Investors were reacting to Chinese trade data released Sunday that showed imports fell nearly 20 percent over a year earlier in January. Chinese economic data is usually volatile at the beginning of the year because of Lunar New Year holidays, which falls in January or February each year. But the particularly sharp fall added to worries that the world's second biggest economy is still weakening after growth in 2014 hit a 24-year low. Exports were also weak, dropping 3.2 percent from a year earlier. The data sent most global indexes lower except in China itself, where investors gambled that more stimulus was in store.

The China "data point to a challenging environment for export growth in 2015, and increased our conviction that both monetary and fiscal policies must ease more aggressively to support growth in the coming months," HSBC economists Julia Wang and Jing Li wrote in a research report.

European markets were gloomy were after the new prime minister of Greece outlined his government's policy statement to lawmakers on Sunday, declaring an end to austerity. Alexis Tsipras's demands for a "bridge agreement" giving Greece and its creditors time to negotiate a new debt deal raised fears that it would lead to the Mediterranean country leaving the euro.

Hong Kong's Hang Seng fell 0.6 percent to close at 24,521.00 and South Korea's Kospi slipped 0.4 percent to 1,947.00. Australia's S&P/ASX 200 lost 0.1 percent to 5,814.90. Benchmarks in Taiwan, Singapore and New Zealand also closed lower. However, the Shanghai Composite Index in mainland China rose 0.6 percent to 3,095.12 on stimulus bets. Japan's Nikkei 225 added 0.4 percent to 17,711.93.

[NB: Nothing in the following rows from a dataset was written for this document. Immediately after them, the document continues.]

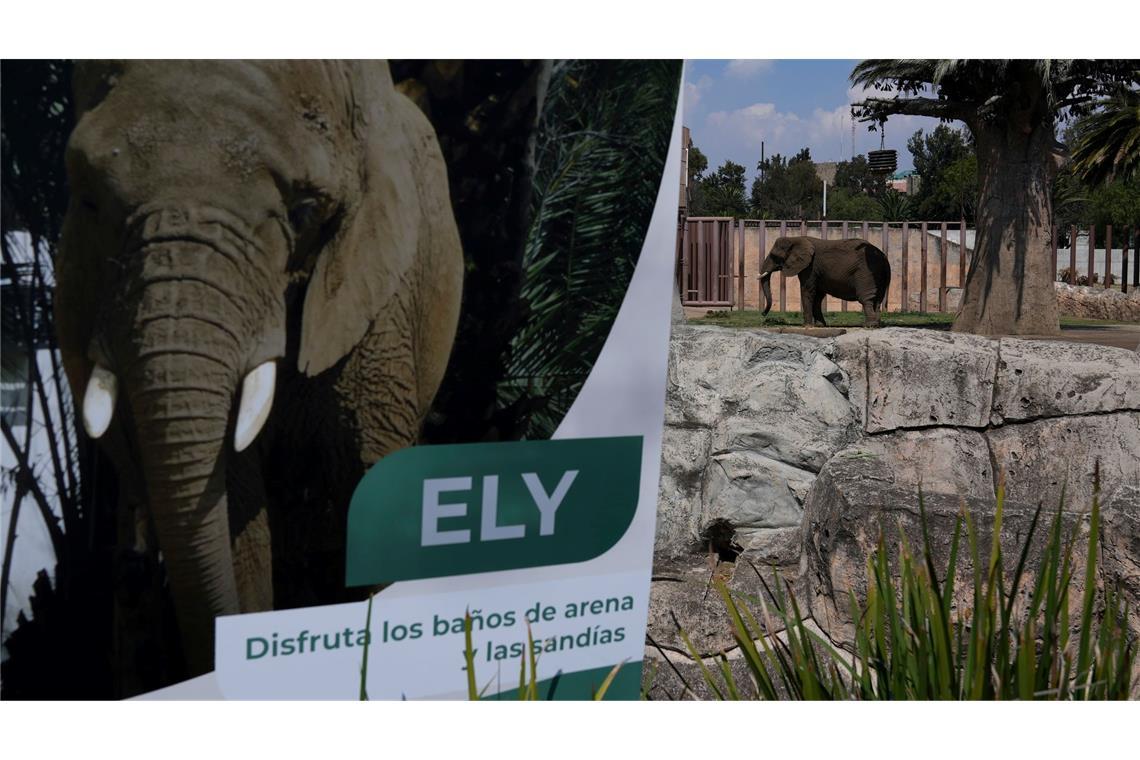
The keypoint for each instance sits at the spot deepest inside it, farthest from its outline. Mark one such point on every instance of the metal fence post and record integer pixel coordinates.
(740, 266)
(886, 252)
(1092, 247)
(1124, 263)
(1108, 253)
(783, 284)
(843, 302)
(922, 287)
(961, 253)
(942, 269)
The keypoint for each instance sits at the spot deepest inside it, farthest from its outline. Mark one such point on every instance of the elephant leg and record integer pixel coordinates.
(807, 304)
(870, 315)
(817, 310)
(250, 537)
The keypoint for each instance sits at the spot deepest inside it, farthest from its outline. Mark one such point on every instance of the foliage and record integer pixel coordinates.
(698, 163)
(604, 135)
(788, 188)
(1081, 198)
(719, 194)
(947, 174)
(1011, 108)
(852, 205)
(854, 318)
(723, 193)
(1012, 643)
(856, 176)
(895, 206)
(528, 684)
(1107, 142)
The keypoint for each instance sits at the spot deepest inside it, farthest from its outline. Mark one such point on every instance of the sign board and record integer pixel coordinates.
(543, 544)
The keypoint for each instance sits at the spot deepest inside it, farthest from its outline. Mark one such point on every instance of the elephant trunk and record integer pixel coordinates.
(181, 411)
(766, 287)
(180, 332)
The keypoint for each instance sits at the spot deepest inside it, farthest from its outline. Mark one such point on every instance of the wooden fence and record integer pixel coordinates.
(718, 260)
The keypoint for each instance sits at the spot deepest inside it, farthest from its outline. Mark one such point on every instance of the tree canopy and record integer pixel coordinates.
(1011, 109)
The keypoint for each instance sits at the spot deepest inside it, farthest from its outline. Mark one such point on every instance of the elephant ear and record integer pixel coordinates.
(359, 272)
(799, 255)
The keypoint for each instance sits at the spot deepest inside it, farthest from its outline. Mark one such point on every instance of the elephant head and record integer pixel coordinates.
(225, 218)
(790, 255)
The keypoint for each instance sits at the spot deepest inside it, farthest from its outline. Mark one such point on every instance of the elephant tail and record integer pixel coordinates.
(882, 292)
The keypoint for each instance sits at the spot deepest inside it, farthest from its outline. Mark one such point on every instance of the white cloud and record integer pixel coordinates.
(747, 67)
(751, 124)
(694, 91)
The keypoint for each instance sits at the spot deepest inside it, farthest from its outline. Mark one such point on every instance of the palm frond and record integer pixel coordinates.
(1108, 144)
(605, 132)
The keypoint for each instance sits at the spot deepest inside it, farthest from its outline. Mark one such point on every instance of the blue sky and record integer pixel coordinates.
(732, 105)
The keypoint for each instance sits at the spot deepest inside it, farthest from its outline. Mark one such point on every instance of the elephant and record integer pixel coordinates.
(852, 270)
(257, 258)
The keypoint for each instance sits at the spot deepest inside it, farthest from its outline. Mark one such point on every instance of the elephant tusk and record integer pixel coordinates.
(99, 401)
(257, 401)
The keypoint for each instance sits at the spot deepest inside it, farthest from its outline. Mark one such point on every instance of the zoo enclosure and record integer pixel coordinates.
(718, 261)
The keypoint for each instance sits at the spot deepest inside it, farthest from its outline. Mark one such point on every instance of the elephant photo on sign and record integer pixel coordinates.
(261, 279)
(290, 263)
(852, 270)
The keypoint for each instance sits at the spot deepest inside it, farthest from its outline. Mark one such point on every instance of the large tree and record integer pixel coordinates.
(1011, 109)
(946, 168)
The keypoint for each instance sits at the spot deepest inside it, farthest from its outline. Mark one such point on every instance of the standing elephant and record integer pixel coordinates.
(852, 270)
(258, 259)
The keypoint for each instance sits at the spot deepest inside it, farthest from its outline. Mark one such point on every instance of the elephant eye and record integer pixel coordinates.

Benchmark U.S. crude was up 24 cents to $51.93 a barrel in electronic trading on the New York Mercantile Exchange. The contract rose $1.21 to close at $51.69 a barrel on Friday. Brent crude, a benchmark for oil sold internationally, lost 28 cents to $57.52.

The dollar slipped to 118.63 yen from 119.14 yen in late trading Friday. The euro rose to $1.3344 from $1.1315.